I am strugg-a-ling with humidity in New York City. I arrived at the office on Friday with a bagel-sized sweat stain on the front of my shirt, looking like Tony Stark – Perspiron Man.
—What have you been doing in New York City, Jon?
—Uhh… Being Tom Hagen to a Corleone.
Jon: How long do you have to live in a city before you can claim that you've lived there? Six months?
Rory: How long is study abroad? That long.
Jon: So…five months? I want to be able to say that I've lived in the America's three largest cities.
1. New York City
2. Los Angeles
3. Chicago
Jon: Hmm… You can legally stay in Canada for six months each year without a visa.
1. Toronto
2. Montreal
3. Vancouver
Jon: New challenge!
Rory: Uhh… Calgary is actually Canada's third largest city.
Jon: Oh?
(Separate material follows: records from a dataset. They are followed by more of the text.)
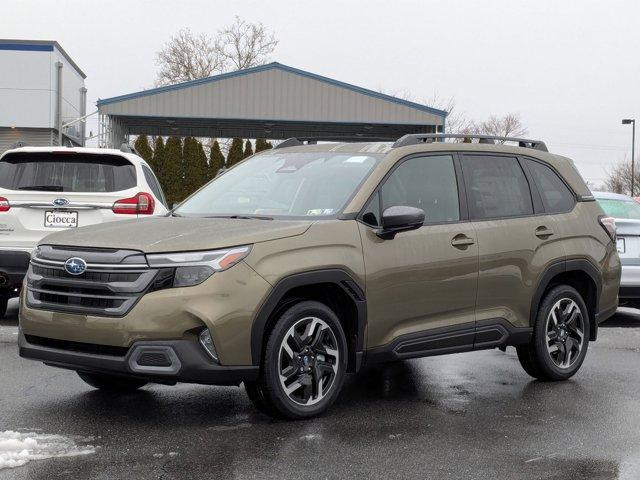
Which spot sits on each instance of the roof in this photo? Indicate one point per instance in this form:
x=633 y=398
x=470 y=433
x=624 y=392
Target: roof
x=271 y=66
x=94 y=151
x=38 y=46
x=612 y=196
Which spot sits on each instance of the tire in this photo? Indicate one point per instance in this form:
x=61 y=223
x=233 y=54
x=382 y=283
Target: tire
x=560 y=336
x=111 y=383
x=4 y=302
x=307 y=344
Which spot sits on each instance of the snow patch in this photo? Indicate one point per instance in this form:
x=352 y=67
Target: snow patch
x=17 y=449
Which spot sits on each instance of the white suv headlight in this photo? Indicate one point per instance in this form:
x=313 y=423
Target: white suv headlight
x=193 y=268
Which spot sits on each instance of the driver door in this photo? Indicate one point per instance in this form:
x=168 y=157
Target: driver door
x=424 y=279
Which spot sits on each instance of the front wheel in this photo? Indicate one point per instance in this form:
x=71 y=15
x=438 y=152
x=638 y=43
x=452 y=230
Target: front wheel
x=560 y=336
x=112 y=383
x=304 y=363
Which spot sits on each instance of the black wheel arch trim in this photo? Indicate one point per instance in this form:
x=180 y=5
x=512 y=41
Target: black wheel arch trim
x=337 y=277
x=565 y=266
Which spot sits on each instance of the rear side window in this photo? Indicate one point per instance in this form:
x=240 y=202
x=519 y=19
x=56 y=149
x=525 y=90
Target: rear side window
x=556 y=196
x=66 y=172
x=428 y=183
x=620 y=208
x=496 y=187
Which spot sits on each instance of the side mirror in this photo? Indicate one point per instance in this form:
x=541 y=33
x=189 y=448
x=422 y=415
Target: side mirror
x=400 y=219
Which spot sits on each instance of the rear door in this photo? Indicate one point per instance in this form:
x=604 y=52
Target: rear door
x=53 y=191
x=516 y=238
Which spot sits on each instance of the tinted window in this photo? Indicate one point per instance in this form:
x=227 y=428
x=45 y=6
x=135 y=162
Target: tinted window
x=66 y=172
x=496 y=187
x=556 y=196
x=371 y=213
x=428 y=183
x=153 y=184
x=620 y=208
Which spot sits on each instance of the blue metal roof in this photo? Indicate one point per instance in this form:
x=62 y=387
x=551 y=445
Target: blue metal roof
x=269 y=66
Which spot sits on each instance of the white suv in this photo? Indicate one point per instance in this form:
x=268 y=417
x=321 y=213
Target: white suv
x=48 y=189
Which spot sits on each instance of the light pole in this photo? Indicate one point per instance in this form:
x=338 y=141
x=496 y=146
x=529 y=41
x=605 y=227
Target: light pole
x=632 y=121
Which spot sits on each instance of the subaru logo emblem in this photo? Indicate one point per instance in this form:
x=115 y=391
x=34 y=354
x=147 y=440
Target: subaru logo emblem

What is Vancouver then?
Rory: Eighth largest, according to Wikipedia, behind Winnipeg and Mississauga.
Jon: Hmmph.
1. Vancouver
2. Surrey
3. Burnaby
Jon: New challenge!
A conversation with my boss:
—Going forward, where do you want to live, Jon?
—Uhh…
VEGAS.
—You've been very accommodating to me, relocating to the east coast and whatnot, and so I will accommodate you wherever you wish to live.
Austin. San Diego. Seattle.
—So where do you want to live?
[pause]
—…New Orleans?
Next time on Adam Riff™: I am strugg-a-ling with humidity in New Orleans.
Combined greater Vancouver area population is what gives it the size. Vancouver proper is pretty small.